「立位姿勢保持のためのトレーニングについて」 2022.03

こんにちは、理学療法士の有本です。今月のリハビリコラムは、正しい姿勢で立つ事についてお伝えして参ります。正しい姿勢で立つ事は全身の筋肉を使用するので、関節や筋肉への負担を軽減し、呼吸を深くするので、疲れにくい身体作りに貢献する事が期待されます。

 

鏡を見て姿勢を確認すると、一見して背筋が伸びてきれいな姿勢のようですが、実は反り腰になっていたり、胸が開いていなかったり、案外と正しい姿勢で立つことは難しい事があるので、身体の使い方を学習する必要があります。

 

正しい姿勢で立つ際に使用される筋肉は多々ありますが、私が重要と考える動きとしては、うちももを閉じる事やお尻を絞める事、下腹部に圧をかける事、胸を少し引き上げる事、両側の肩甲骨を少し内側に寄せる事、喉を少し開く事をポイントとしています。
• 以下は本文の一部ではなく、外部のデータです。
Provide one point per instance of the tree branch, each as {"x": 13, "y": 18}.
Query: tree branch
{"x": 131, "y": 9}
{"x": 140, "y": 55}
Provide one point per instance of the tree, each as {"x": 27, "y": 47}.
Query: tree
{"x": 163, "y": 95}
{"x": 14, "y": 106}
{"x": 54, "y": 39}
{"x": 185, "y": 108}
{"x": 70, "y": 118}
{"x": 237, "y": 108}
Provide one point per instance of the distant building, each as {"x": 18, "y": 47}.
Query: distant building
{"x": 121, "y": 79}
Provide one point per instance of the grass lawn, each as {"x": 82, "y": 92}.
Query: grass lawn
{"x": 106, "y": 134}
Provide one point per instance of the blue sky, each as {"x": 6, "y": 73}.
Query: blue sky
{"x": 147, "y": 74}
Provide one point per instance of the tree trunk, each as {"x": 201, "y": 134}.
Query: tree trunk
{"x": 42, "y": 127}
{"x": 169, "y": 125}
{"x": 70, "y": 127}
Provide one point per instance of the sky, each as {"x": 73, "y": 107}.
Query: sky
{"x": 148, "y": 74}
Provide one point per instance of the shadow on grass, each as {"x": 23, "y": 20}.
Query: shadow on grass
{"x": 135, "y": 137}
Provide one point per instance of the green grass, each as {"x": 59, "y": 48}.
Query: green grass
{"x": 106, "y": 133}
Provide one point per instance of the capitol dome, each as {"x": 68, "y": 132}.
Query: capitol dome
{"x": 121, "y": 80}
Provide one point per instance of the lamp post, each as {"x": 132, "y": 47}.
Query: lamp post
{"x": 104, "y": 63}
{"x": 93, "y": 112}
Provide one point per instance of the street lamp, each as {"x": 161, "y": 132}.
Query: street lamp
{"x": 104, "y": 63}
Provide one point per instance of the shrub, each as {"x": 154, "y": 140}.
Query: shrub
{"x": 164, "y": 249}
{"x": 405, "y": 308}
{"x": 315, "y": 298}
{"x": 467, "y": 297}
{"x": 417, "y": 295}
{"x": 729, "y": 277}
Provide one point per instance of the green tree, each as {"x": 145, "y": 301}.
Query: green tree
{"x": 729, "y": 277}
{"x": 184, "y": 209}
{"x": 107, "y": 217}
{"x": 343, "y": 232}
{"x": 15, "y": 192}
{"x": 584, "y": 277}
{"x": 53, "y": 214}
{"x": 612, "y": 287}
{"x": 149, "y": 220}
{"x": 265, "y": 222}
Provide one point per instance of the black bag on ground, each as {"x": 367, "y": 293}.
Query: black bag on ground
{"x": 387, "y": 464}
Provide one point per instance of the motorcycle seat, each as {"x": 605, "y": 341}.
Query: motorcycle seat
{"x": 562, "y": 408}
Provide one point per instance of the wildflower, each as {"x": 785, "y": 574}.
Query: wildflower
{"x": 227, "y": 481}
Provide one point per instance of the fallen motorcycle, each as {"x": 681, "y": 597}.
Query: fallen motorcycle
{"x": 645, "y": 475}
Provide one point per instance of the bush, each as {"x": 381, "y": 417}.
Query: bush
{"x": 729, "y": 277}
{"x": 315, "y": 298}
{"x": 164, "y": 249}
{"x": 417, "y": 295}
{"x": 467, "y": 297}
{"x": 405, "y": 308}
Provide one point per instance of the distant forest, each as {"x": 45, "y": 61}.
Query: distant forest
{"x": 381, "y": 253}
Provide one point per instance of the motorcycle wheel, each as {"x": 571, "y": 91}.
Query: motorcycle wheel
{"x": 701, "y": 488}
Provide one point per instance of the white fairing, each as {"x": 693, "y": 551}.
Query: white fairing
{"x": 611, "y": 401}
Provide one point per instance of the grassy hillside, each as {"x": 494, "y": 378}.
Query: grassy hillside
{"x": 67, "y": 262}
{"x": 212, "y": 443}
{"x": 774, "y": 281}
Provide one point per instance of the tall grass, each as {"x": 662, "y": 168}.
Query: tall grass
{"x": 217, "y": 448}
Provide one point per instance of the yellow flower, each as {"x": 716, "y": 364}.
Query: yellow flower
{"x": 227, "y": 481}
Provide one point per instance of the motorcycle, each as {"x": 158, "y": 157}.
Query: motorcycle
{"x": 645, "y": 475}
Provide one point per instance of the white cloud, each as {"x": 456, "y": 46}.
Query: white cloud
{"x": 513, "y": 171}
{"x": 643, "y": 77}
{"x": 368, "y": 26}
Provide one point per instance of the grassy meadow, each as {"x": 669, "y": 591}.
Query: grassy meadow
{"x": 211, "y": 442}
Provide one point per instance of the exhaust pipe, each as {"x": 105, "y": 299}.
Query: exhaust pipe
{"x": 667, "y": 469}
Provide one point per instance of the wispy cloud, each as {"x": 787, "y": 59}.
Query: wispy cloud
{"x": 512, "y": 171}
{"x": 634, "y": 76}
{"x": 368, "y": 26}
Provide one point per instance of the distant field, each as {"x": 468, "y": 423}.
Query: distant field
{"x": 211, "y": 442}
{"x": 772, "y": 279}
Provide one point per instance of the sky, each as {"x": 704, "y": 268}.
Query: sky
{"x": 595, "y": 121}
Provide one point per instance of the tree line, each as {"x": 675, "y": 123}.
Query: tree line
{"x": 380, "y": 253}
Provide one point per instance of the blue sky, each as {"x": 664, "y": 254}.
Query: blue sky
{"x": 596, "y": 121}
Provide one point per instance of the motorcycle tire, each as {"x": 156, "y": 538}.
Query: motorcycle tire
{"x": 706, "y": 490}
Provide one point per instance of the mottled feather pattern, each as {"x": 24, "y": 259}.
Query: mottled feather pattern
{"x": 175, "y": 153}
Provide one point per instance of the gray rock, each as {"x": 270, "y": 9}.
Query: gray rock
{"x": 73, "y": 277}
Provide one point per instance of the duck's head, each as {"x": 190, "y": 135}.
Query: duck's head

これらの部位をまとめて使う上で、効果的なトレーニングとして、腕立て伏せの開始姿勢保持をご提案します。立った姿勢よりも、代償動作が行いにくく、姿勢保持に必要な筋力が低下した部位を認識し易くなります。

 

しかし、筋力トレーニングに慣れていない人や、怪我やご病気により筋力低下している方の場合、腕立て伏せの開始姿勢保持は取り組めないとお感じになる方もいらっしゃると思います。ご無理をして、お身体を痛くしては、体調をよくするためのトレーニングとしては本末転倒です。各自の体調に合わせて、トレーニング方法の調整は大切です。運動負荷を下げるならば、腕立て伏せの姿勢から膝をついて姿勢保持をする事や、壁に向かって斜めに立ち、両手を壁につき、腕立て伏せの姿勢を保持する事が選択肢として考えられます。

 

手首や肩、肩甲骨、腰、うちももの位置、下腹部の力の入れ方など、トレーニングのポイントは多数ありますので、ご一緒にリハビリを実施する際に、詳細をお伝えできたらと思います。また、ご病気により主治医から運動の注意点があれば、そちらを優先して下さい。